Policy makers approved the trimming of the bond buying program by $10 billion to $35 billion and the Federal Open Market Committee repeated earlier statement to “reduce the pace of asset purchase in further measured steps.”
Fed also noted that rates are likely to remain low for a “considerable time” after the bond purchase program ends.
In London trading, FTSE 100 index gained 0.3% or 17.66 to 6,784.43 and in Frankfurt the DAX index rose 0.2% or 20.14 to 9,940.46.
In Paris, CAC 40 index inched lower 0.05% or 2.25 to 4,533.82.

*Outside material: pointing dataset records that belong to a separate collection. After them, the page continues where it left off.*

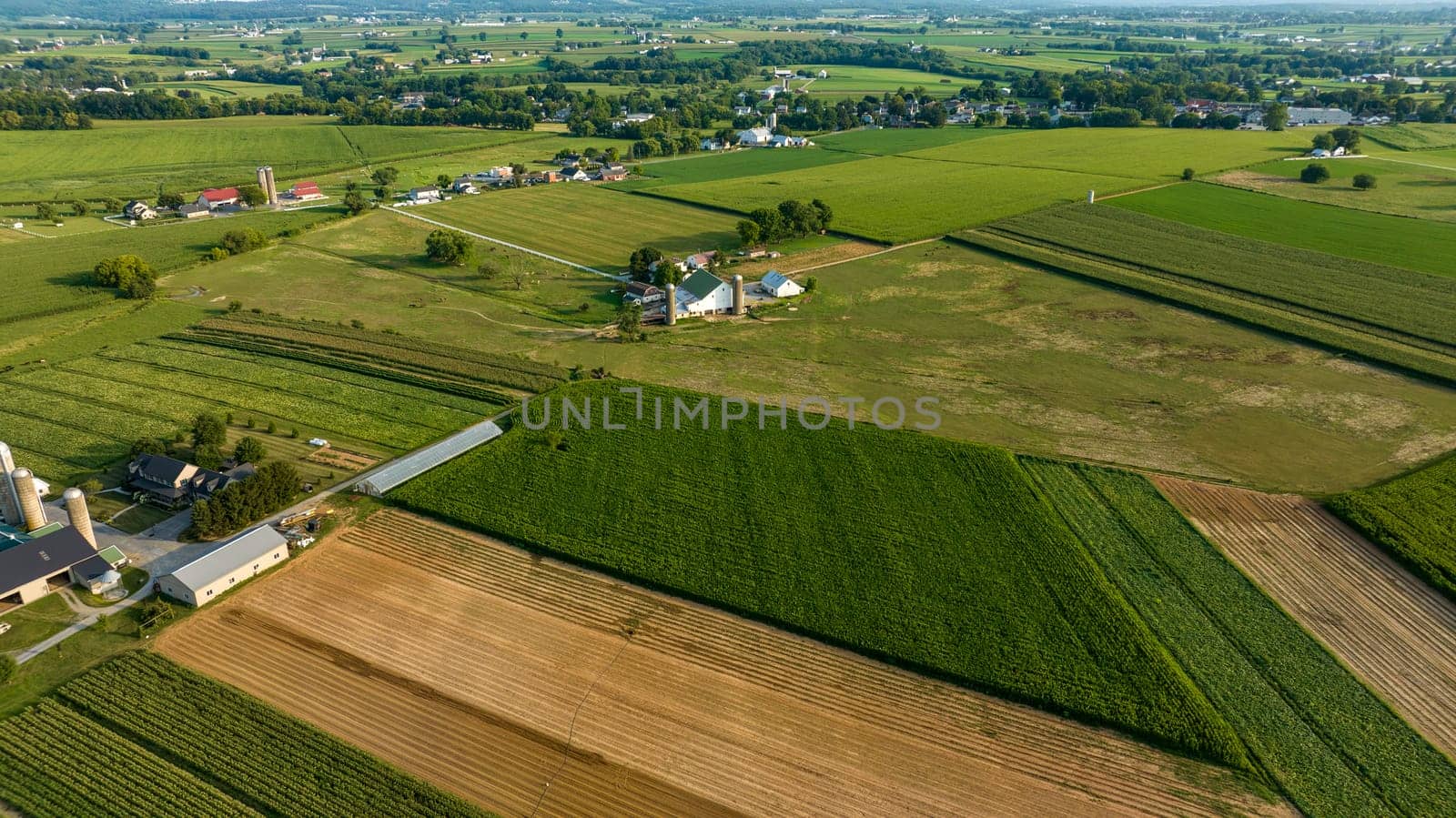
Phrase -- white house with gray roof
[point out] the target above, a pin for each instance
(225, 567)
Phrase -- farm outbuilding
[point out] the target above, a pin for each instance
(420, 461)
(226, 565)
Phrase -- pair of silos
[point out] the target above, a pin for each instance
(266, 181)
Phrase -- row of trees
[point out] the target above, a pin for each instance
(791, 220)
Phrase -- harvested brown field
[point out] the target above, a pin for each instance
(535, 687)
(1397, 633)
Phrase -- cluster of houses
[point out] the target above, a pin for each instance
(701, 293)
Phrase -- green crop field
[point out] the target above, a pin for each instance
(589, 225)
(48, 277)
(189, 745)
(1375, 237)
(366, 390)
(1412, 517)
(1417, 185)
(1312, 727)
(936, 555)
(130, 159)
(1317, 296)
(972, 181)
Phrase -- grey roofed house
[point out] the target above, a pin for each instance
(229, 556)
(46, 556)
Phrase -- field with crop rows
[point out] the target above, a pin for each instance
(1412, 519)
(360, 389)
(589, 225)
(1390, 628)
(48, 277)
(670, 708)
(861, 574)
(1325, 298)
(1307, 722)
(142, 735)
(1380, 239)
(130, 159)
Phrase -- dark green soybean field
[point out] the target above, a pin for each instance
(142, 735)
(931, 553)
(1308, 723)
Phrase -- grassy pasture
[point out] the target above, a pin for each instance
(1416, 308)
(1375, 237)
(986, 587)
(130, 159)
(895, 198)
(587, 225)
(1420, 185)
(1310, 725)
(225, 89)
(1412, 517)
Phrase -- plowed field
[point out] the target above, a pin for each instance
(533, 687)
(1397, 633)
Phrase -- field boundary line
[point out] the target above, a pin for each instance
(504, 243)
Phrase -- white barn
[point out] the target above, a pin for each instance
(779, 286)
(703, 293)
(225, 567)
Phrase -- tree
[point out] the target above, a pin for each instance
(1314, 174)
(641, 262)
(252, 196)
(749, 233)
(630, 320)
(449, 247)
(208, 429)
(207, 456)
(127, 272)
(354, 203)
(249, 450)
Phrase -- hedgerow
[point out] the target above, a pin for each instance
(1315, 730)
(931, 553)
(1412, 517)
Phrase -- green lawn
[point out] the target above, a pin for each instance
(1382, 239)
(938, 555)
(35, 623)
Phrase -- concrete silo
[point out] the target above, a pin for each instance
(79, 514)
(31, 510)
(9, 500)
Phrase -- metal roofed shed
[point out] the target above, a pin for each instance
(226, 565)
(414, 465)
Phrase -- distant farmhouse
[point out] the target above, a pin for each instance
(174, 483)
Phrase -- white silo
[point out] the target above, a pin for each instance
(31, 510)
(79, 514)
(9, 501)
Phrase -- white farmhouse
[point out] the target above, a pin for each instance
(703, 293)
(756, 137)
(779, 286)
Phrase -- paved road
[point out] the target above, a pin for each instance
(504, 243)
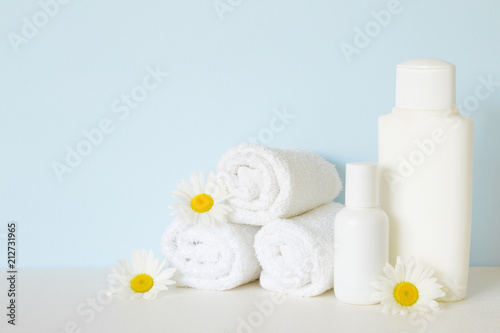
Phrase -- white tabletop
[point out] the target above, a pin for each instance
(71, 300)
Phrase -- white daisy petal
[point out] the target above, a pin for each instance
(407, 288)
(142, 277)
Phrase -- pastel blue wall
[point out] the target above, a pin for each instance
(229, 70)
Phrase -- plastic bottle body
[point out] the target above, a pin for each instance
(361, 240)
(425, 160)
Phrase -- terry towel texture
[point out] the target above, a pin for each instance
(211, 257)
(296, 254)
(270, 183)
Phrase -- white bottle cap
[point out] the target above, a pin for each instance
(425, 84)
(361, 189)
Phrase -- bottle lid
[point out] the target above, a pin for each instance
(361, 189)
(425, 84)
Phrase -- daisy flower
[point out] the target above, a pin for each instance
(407, 288)
(141, 278)
(201, 202)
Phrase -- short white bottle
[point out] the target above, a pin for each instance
(361, 237)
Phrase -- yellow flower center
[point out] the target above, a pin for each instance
(141, 283)
(406, 294)
(202, 203)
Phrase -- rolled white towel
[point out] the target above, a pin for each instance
(296, 254)
(268, 183)
(217, 257)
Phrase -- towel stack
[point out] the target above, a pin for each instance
(287, 194)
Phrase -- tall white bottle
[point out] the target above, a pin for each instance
(425, 155)
(361, 237)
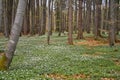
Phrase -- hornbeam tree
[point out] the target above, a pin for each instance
(1, 15)
(15, 33)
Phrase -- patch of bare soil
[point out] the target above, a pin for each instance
(63, 77)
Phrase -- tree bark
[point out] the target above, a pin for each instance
(80, 27)
(112, 23)
(1, 11)
(70, 31)
(15, 32)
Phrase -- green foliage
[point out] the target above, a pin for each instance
(3, 60)
(35, 60)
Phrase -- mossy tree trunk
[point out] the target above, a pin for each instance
(15, 32)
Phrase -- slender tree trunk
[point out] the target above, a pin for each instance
(88, 16)
(6, 28)
(15, 32)
(43, 22)
(112, 23)
(49, 21)
(1, 11)
(70, 31)
(98, 19)
(75, 14)
(80, 28)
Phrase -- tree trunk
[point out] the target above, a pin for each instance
(15, 32)
(80, 27)
(98, 19)
(43, 22)
(88, 15)
(70, 39)
(112, 23)
(1, 11)
(49, 21)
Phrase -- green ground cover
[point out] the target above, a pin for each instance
(35, 60)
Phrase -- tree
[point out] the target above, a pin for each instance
(43, 22)
(98, 19)
(70, 39)
(1, 11)
(80, 27)
(112, 23)
(49, 21)
(15, 32)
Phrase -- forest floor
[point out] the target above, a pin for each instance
(85, 60)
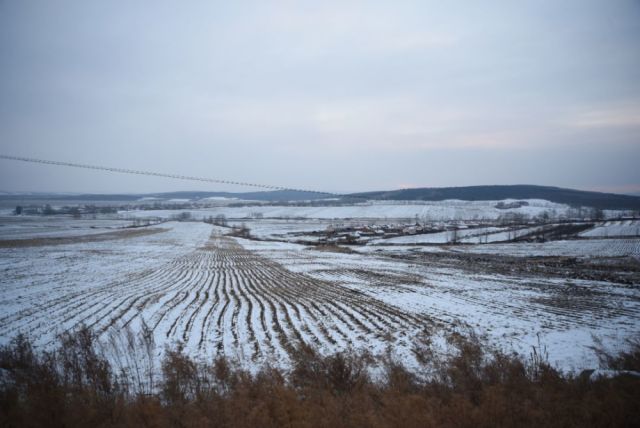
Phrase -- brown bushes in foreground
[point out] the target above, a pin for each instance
(75, 386)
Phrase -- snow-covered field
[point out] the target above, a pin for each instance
(614, 228)
(427, 211)
(253, 300)
(618, 247)
(27, 227)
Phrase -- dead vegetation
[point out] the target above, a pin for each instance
(75, 386)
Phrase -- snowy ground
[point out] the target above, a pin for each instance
(29, 227)
(614, 228)
(426, 211)
(252, 300)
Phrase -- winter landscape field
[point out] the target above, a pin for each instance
(252, 283)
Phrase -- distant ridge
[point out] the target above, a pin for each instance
(520, 191)
(469, 193)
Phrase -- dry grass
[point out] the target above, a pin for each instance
(74, 386)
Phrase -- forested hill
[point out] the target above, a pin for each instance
(483, 193)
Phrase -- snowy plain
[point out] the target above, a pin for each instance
(251, 300)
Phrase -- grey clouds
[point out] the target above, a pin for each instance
(338, 96)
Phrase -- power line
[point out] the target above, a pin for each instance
(161, 174)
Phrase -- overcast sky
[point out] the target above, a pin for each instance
(338, 96)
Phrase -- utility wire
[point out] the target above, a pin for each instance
(161, 174)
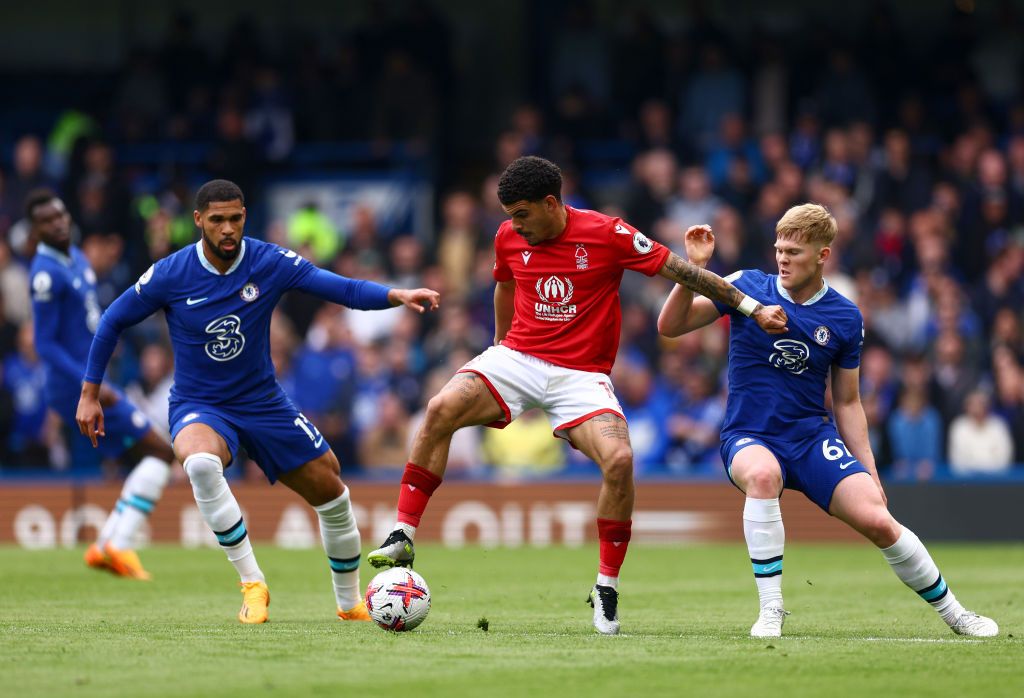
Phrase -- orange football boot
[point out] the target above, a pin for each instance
(125, 563)
(95, 559)
(255, 599)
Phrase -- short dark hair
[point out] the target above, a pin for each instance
(217, 190)
(530, 179)
(36, 199)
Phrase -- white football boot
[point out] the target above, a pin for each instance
(769, 622)
(605, 603)
(974, 625)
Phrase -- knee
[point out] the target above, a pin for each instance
(763, 483)
(617, 468)
(441, 415)
(880, 527)
(203, 469)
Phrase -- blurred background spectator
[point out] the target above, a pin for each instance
(368, 136)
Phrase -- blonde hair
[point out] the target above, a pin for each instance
(808, 223)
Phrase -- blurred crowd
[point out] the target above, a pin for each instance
(919, 155)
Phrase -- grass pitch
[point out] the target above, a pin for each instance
(855, 629)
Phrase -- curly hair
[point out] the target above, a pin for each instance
(217, 190)
(37, 198)
(529, 179)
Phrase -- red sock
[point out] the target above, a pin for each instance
(417, 486)
(614, 538)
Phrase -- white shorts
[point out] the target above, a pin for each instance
(520, 382)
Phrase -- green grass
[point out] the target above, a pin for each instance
(855, 629)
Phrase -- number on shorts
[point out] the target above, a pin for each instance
(835, 452)
(305, 425)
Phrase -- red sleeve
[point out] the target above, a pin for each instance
(502, 271)
(637, 251)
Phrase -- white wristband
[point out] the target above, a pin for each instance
(748, 305)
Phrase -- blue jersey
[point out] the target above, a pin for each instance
(66, 314)
(777, 382)
(220, 323)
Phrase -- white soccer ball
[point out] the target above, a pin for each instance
(397, 599)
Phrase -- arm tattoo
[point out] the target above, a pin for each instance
(700, 280)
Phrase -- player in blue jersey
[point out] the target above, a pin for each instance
(66, 315)
(777, 432)
(218, 296)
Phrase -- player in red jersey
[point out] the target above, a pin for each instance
(556, 332)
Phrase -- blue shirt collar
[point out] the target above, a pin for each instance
(810, 301)
(47, 251)
(212, 269)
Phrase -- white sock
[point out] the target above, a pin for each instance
(342, 544)
(221, 513)
(139, 495)
(765, 540)
(914, 567)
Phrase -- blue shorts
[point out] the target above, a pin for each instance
(124, 423)
(272, 430)
(812, 466)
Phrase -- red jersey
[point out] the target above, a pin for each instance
(566, 289)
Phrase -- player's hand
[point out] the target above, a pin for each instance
(108, 396)
(419, 300)
(699, 243)
(90, 413)
(771, 318)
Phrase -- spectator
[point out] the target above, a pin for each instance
(915, 436)
(383, 444)
(24, 378)
(979, 441)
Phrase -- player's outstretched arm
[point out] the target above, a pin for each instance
(129, 309)
(419, 300)
(851, 421)
(681, 312)
(504, 308)
(364, 295)
(770, 318)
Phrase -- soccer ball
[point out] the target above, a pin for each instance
(397, 599)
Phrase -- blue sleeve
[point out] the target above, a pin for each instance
(742, 279)
(849, 354)
(46, 293)
(129, 309)
(360, 295)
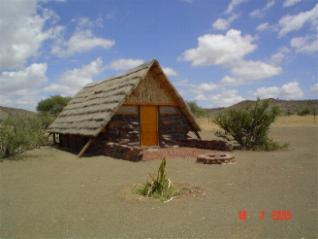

In European corporate earnings news, Berkeley Group profit surged 40% to £293 million on 18% increase in revenues. BMW plans to reduce operating costs by €4 billion. First Quantum Minerals agreed to acquire Lumina Copper for $470 million. Premier Foods spun off its brand business.
Stocks in Tokyo close higher and market indexes gained and yen trading was in focus after investors sought the safety in currency on the rising tensions in Iraq.
The Nikkei 225 Stock Average jumped 139.83 or 0.9% to 15,115.80 and the broader Topix index increased 10.95 to 1,249.15.
The yen weakened to close at 102.28 against one U.S. dollar.
Japan Trade Deficit Declined
Japan reported trade deficit declined for the 23rd month in a row.
Japan’s trade deficit narrowed to 909 billion yen or $8.9 billion, 23rd monthly decline in a row and dropped 8.3% from a year ago month.
Imports dropped 3.6% to 6.516.5 trillion yen down for the first time in 19 months and exports fell 2.7% to 5.6076 trillion from a year ago, first decline in 15 months.
In May, exports to China rose 0.4% to 1.0497 trillion yen while imports slumped 2.7% to 1.4191 trillion yen, the first drop in 17 months from a year earlier.